Ich bin ein reiner Tourengeher ohne Freeride- oder Skipisteneinsätze. Entsprechend hatte ich meine bisherigen Tourenschuhe vor allem nach Komfort und Gewicht gewählt. Der Maestrale ist der stabilste Touren-Skischuh, den ich bisher in Gebrauch hatte – und gleichzeitig einer der leichteren.
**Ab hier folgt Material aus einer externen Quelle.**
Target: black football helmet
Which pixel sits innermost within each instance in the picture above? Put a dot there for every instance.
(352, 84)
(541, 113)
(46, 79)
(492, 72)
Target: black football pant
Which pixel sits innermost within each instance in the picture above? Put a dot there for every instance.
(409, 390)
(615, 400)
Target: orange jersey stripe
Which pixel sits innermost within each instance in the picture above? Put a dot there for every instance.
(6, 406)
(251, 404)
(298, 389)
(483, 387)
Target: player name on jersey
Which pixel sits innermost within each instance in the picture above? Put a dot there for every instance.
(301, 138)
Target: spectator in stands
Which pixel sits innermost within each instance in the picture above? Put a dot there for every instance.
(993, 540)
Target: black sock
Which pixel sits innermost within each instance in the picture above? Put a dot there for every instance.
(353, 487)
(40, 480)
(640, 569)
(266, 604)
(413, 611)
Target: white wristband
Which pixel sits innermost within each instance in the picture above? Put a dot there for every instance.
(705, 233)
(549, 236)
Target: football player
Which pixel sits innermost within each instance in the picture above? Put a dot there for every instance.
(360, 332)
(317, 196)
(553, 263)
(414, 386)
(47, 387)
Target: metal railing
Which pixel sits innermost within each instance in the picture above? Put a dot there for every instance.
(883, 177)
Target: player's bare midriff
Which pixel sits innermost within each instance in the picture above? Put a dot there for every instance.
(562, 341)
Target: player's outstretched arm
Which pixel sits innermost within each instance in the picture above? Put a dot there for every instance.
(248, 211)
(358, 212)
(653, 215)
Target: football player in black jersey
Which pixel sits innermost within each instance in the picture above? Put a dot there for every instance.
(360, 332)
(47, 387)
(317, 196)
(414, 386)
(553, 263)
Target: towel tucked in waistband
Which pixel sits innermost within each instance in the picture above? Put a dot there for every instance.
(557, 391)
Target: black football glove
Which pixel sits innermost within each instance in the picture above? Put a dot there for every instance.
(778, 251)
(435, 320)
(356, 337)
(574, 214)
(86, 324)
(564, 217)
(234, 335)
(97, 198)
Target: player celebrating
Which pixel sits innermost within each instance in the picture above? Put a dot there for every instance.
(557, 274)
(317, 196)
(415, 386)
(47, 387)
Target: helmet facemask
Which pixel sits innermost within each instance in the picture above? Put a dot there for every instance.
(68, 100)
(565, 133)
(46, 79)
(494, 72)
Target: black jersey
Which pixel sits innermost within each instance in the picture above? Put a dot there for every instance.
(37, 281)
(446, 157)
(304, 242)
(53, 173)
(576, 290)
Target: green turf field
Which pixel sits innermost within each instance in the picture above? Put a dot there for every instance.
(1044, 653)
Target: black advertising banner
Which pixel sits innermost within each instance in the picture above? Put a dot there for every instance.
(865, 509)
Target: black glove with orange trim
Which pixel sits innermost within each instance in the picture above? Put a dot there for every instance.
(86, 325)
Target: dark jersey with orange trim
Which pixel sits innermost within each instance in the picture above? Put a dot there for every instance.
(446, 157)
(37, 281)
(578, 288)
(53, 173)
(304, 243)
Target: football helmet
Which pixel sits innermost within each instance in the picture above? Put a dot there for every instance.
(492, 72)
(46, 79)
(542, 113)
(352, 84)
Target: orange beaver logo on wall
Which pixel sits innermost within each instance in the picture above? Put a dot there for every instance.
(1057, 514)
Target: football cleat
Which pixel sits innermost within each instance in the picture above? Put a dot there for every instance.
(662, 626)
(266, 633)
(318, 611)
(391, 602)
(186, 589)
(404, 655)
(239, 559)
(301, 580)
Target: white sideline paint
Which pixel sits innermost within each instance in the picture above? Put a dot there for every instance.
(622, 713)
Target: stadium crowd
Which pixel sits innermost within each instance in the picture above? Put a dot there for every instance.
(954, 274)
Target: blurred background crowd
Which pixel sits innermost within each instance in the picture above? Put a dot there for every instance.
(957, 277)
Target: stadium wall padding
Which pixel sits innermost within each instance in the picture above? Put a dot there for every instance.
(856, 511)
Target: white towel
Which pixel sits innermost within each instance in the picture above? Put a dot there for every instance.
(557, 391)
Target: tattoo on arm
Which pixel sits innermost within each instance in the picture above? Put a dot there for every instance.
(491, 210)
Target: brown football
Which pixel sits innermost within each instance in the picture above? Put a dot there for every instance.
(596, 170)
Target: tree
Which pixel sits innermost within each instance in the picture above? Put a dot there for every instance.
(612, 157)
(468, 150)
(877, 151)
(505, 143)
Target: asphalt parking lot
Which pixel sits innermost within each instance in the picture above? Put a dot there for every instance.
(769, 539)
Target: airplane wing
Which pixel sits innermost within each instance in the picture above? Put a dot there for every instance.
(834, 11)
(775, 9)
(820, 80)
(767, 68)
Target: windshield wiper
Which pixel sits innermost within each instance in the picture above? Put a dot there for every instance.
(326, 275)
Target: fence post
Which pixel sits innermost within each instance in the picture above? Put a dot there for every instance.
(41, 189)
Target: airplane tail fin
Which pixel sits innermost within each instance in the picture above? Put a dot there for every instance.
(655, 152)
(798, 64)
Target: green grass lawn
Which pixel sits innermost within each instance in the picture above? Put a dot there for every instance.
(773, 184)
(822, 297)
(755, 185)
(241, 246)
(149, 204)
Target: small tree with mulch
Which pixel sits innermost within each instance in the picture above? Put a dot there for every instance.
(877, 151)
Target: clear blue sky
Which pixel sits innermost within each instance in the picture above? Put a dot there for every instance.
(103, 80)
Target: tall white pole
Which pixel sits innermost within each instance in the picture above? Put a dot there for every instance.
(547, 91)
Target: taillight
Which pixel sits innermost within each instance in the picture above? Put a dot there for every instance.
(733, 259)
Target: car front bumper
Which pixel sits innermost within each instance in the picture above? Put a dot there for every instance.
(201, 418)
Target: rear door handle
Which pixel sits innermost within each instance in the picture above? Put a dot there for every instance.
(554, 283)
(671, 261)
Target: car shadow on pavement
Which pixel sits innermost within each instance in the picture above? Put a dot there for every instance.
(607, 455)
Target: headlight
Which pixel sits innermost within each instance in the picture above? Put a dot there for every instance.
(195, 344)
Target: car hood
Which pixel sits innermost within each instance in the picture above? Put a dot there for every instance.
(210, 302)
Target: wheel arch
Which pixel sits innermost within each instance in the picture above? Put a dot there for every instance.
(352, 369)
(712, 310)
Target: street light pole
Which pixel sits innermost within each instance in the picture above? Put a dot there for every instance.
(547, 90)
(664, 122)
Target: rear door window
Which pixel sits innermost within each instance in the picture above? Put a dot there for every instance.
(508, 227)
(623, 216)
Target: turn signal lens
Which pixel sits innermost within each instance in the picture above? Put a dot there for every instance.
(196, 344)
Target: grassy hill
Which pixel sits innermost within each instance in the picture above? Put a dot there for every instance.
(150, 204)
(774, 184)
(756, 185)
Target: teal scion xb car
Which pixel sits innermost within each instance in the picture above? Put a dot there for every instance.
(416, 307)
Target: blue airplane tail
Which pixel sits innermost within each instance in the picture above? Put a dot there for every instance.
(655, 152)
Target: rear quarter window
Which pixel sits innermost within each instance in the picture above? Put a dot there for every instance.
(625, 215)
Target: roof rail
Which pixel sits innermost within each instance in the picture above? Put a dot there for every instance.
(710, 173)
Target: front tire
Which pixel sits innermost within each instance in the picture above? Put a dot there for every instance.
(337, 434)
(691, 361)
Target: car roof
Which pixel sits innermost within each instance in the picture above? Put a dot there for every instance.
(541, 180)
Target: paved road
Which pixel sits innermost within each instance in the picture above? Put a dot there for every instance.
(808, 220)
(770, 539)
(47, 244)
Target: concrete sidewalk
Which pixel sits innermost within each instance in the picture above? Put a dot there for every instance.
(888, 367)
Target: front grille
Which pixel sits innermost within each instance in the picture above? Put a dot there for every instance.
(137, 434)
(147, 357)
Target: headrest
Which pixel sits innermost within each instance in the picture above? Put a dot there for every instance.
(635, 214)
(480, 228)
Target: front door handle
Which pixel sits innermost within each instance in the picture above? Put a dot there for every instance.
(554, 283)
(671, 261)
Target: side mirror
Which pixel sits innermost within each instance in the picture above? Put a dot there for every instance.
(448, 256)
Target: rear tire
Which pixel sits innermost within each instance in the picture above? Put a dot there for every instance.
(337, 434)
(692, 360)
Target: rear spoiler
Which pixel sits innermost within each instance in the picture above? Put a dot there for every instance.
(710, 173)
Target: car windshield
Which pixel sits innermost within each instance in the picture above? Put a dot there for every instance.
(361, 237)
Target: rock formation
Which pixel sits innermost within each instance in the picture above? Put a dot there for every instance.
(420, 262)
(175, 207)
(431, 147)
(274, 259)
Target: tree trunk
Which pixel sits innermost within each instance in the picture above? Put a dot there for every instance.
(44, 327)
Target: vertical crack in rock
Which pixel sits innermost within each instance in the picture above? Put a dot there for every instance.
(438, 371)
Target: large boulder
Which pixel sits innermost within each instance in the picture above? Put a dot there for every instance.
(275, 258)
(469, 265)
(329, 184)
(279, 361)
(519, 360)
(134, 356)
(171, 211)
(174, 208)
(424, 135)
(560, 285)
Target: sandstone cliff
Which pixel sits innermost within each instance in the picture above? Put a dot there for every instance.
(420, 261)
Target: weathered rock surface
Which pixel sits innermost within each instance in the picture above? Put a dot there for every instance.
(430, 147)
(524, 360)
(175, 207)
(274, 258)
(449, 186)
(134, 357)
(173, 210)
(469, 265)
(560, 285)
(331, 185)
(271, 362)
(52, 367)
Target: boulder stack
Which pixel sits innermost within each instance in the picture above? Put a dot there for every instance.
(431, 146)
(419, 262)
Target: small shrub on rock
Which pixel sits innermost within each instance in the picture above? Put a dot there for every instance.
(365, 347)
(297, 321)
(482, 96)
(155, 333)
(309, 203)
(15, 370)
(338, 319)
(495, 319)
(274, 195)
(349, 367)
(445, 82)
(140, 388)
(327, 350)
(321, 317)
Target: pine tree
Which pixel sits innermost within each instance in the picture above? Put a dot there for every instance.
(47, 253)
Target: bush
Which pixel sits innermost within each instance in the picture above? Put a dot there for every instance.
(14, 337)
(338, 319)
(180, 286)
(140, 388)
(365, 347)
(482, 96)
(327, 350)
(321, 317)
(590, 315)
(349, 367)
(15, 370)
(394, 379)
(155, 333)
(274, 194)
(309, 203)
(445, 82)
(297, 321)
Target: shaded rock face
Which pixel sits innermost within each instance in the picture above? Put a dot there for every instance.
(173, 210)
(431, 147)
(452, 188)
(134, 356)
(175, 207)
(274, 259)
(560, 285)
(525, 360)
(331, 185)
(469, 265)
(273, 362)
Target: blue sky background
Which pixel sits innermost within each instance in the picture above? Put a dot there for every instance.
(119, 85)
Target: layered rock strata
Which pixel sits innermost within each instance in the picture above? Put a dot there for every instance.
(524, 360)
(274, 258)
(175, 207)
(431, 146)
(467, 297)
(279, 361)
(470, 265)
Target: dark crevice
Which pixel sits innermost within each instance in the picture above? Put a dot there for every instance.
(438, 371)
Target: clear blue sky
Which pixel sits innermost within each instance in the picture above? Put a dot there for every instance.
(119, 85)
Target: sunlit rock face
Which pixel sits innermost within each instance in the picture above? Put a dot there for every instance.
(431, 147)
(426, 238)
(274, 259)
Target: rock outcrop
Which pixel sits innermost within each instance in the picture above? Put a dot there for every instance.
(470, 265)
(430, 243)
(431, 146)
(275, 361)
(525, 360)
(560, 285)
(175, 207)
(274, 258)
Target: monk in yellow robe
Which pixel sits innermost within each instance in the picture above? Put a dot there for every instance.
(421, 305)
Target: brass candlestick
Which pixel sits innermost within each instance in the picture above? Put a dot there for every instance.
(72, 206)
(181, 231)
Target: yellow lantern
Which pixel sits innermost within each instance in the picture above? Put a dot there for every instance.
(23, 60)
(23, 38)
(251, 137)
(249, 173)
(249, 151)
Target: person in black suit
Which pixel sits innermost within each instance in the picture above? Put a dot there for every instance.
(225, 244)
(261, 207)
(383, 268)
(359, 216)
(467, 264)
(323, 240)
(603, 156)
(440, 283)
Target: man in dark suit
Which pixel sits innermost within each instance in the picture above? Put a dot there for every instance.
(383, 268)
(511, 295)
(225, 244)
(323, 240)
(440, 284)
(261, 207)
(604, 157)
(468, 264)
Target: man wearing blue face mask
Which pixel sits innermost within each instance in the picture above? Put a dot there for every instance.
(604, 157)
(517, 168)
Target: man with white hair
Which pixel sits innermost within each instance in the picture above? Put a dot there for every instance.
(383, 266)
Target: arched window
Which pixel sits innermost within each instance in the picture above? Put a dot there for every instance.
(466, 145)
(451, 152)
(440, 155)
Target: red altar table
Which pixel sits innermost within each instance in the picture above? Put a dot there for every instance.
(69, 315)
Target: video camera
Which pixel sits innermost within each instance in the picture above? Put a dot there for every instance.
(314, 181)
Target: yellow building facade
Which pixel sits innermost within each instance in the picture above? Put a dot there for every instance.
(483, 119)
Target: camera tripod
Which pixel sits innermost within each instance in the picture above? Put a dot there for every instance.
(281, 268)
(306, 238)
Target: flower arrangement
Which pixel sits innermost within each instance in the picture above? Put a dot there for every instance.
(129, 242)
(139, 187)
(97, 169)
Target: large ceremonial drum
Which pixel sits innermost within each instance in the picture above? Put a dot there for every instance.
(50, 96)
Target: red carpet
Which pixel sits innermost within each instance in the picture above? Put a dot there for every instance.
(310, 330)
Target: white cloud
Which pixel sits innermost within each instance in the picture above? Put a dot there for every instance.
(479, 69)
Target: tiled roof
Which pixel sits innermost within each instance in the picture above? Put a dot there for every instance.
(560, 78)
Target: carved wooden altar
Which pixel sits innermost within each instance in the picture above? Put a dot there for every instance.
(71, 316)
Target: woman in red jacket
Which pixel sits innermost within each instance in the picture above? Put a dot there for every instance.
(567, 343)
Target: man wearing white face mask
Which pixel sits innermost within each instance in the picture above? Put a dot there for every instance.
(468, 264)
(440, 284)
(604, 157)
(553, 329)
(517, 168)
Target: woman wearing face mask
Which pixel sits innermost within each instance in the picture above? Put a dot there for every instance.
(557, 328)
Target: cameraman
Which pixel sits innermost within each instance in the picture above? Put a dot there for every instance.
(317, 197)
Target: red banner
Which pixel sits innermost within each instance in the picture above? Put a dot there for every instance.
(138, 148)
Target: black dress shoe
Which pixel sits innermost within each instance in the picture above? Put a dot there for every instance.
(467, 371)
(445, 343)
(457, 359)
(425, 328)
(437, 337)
Vor- und Nachteile auf einen Blick

+ Gute Stabilität in der Abfahrt bei gleichzeitig relativ geringem Gewicht
+ Großer Bewegungsspielraum im Aufstieg
+ Ausgereiftes Schnallensystem + gutes Klettgurtband zur optimalen Fixierung für die Abfahrt
+ Gutes Feeling auch beim Gehen ohne Ski und im Fels
+ Hoher Tragekomfort – u.a. durch Schalenbelüftung

– Geringe Vorlagenposition
– Aus- und Einbau der Innenschuhe erfordert Übung
– für die Kartegorie „aufstiegsorientiert“ relativ schwer gegenüber den leichtesten Modellen

Das Testfazit

Der Maestrale kommt der berühmten eierlegenden Wollmilchsau schon ziemlich nahe. Die beiden Gegenpole aus maximaler Stabilität und minimalem Gewicht wurden von den Entwicklern bestmöglich angenähert. Logisch, dass der Schuh in keiner der beiden Kategorien Spitzenwerte erzielt. Er rangiert aber jeweils weit über dem Durchschnitt. Ansonsten besticht er mit durchdachtem Handling, grundsolider Verarbeitung und hohem Tragekomfort.